Limiter l'accaparement des terres agricoles


Entité: 
Le Monde
Date de la référence: 
27 Avril, 2012

C'est une carte du monde, d'apparence anodine, mais qui jette une lumière crue sur l'un des phénomènes les plus spectaculaires de la mondialisation : la course à la terre.

Ce document, la Matrice des transactions foncières (Land Matrix), consultable depuis vendredi 27 avril sur Internet, donne l'état des lieux des acquisitions et locations de terres agricoles par des acteurs étrangers, publics ou privés, soucieux de subvenir aux besoins alimentaires de la population de leur propre pays. Ce travail a été réalisé, à partir de données rassemblées pour la première fois, par un groupe de chercheurs appartenant, entre autres, au Centre de coopération internationale en recherche agronomique pour le développement (Cirad) et à l'université de Berne.

Ce qu'il montre confirme les soupçons des détracteurs de la "course à la terre", qui voient dans cette évolution récente un accaparement, à l'échelle mondiale, des terres arables au profit des pays les plus riches.

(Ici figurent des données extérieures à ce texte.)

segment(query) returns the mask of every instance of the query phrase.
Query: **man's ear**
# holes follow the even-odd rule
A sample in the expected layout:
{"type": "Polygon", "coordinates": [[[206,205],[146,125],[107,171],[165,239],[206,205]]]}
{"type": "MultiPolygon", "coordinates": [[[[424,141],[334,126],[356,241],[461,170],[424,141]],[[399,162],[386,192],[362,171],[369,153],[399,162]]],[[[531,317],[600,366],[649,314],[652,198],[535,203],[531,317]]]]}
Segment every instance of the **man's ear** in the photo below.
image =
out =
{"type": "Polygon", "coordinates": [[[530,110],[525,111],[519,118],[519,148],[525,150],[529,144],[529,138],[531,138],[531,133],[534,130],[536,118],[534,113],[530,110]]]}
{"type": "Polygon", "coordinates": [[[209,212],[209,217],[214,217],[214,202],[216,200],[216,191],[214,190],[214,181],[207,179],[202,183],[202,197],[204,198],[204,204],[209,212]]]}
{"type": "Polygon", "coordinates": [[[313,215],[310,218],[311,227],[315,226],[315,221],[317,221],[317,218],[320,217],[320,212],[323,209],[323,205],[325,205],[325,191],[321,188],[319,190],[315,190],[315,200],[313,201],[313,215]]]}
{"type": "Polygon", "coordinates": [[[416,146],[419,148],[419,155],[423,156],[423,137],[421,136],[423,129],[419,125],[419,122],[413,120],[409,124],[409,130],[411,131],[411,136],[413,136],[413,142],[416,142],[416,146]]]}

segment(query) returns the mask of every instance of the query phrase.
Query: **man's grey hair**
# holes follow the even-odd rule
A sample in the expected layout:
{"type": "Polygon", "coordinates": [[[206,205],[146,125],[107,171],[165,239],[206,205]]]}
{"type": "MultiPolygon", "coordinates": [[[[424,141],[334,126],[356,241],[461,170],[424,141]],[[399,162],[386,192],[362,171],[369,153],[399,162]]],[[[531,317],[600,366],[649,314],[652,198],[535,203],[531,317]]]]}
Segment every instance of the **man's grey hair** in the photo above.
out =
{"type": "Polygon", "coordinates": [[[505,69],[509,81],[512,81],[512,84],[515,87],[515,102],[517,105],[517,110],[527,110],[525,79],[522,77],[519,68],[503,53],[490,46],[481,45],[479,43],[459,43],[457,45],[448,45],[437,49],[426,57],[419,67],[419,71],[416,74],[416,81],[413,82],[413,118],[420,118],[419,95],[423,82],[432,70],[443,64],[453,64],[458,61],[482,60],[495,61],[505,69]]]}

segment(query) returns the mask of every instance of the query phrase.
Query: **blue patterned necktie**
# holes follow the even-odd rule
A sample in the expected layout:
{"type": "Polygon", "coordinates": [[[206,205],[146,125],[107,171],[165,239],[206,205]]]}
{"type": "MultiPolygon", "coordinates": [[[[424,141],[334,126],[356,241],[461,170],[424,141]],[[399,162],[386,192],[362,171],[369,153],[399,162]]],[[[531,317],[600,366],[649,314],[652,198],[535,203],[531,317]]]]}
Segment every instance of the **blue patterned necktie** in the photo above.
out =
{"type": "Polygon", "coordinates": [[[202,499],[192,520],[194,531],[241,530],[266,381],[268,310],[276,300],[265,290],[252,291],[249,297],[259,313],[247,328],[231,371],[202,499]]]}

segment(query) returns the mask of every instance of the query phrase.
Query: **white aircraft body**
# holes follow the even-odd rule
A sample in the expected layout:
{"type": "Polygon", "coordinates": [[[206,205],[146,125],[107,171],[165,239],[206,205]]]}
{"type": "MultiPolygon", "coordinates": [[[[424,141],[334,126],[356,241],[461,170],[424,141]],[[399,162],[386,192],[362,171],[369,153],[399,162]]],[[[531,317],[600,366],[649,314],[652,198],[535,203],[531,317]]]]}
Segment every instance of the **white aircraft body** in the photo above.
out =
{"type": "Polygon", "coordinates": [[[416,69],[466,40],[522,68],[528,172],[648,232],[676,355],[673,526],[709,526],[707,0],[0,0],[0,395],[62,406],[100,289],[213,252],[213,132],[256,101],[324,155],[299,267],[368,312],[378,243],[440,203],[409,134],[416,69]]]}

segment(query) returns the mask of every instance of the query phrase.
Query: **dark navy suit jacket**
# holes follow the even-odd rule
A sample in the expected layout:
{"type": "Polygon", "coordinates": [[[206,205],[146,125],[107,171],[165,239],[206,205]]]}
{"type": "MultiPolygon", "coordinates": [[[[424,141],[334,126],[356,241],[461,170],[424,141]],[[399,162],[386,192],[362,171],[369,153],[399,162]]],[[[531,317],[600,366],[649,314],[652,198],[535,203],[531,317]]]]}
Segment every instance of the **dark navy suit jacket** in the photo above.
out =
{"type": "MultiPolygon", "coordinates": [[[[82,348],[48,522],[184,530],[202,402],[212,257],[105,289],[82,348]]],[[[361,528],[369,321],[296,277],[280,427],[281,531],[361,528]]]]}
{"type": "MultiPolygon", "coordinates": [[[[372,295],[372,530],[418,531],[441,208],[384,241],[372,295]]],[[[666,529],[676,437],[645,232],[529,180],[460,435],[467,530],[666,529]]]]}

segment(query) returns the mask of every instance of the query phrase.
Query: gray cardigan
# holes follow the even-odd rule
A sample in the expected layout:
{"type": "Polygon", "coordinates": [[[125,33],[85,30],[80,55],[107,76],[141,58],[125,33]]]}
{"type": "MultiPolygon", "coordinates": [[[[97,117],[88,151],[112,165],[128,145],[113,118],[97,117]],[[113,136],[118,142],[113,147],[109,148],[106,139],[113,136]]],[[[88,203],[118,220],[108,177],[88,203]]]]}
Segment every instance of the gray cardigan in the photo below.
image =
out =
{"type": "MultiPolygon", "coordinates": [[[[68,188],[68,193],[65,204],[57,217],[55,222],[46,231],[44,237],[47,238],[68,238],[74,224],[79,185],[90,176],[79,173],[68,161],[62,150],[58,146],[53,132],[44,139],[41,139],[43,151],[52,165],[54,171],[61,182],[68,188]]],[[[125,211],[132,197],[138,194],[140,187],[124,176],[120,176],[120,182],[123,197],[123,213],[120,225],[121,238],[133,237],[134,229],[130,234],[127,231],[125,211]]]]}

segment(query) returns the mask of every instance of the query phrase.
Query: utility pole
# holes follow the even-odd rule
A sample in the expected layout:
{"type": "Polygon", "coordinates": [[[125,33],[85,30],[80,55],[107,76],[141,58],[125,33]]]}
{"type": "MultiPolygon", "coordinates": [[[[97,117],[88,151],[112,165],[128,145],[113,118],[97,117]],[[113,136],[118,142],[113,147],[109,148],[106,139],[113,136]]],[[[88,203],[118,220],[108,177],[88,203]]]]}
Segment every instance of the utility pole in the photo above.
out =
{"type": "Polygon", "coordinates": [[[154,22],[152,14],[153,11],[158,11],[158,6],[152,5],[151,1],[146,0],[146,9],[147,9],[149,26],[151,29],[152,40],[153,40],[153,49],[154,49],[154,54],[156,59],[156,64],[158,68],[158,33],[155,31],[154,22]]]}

Dans la majorité des cas, ces transactions - qui concernent 1,7 % de la surface agricole dans le monde, essentiellement en Afrique et en Asie du Sud-Est - visent à assurer la sécurité alimentaire du pays de l'investisseur. Les populations concernées dans le pays d'accueil n'ont généralement pas été consultées. La moitié des projets concernent des terres déjà utilisées par les agriculteurs locaux. Quant aux retombées sur l'emploi, elles semblent limitées.

En 2010, la Banque mondiale avait déjà tiré le signal d'alarme : faute d'une gouvernance foncière adéquate, avait-elle averti, ces transactions, de plus en plus nombreuses avec la hausse des prix agricoles, risquaient de se faire aux dépens des petits agriculteurs. Or c'est sur ceux-là qu'il faut s'appuyer pour faire décoller l'agriculture des pays les plus pauvres.

Où est donc la stratégie "gagnant-gagnant" mise en avant par les investisseurs ? Elle est, en réalité, compromise par les visées spéculatives d'une partie de ceux-ci, par la faiblesse des droits fonciers locaux, mais aussi par l'incapacité des pays cibles à imposer un cadre susceptible de permettre à ces investissements colossaux de profiter à leurs populations.

Tout le monde est d'accord : les agricultures du Sud ont un besoin énorme en capitaux. Mais le recul massif de l'aide publique ces dernières décennies a laissé la voie libre à ces entreprises étrangères, dont certaines réalisent de vrais investissements agricoles quand d'autres se livrent au simple accaparement des terres.

C'est pour cela qu'une gouvernance mondiale de ces transactions s'impose. Le 11 mai, le Comité de la sécurité alimentaire mondiale, qui dépend des Nations unies, doit justement adopter des "directives volontaires sur la gouvernance responsable des régimes fonciers, dans le contexte de la sécurité alimentaire nationale". Cet ensemble de mesures peut constituer un outil précieux pour encadrer achats et locations de terres. Mais il faut, pour cela, que les Etats concernés se les approprient - et les appliquent.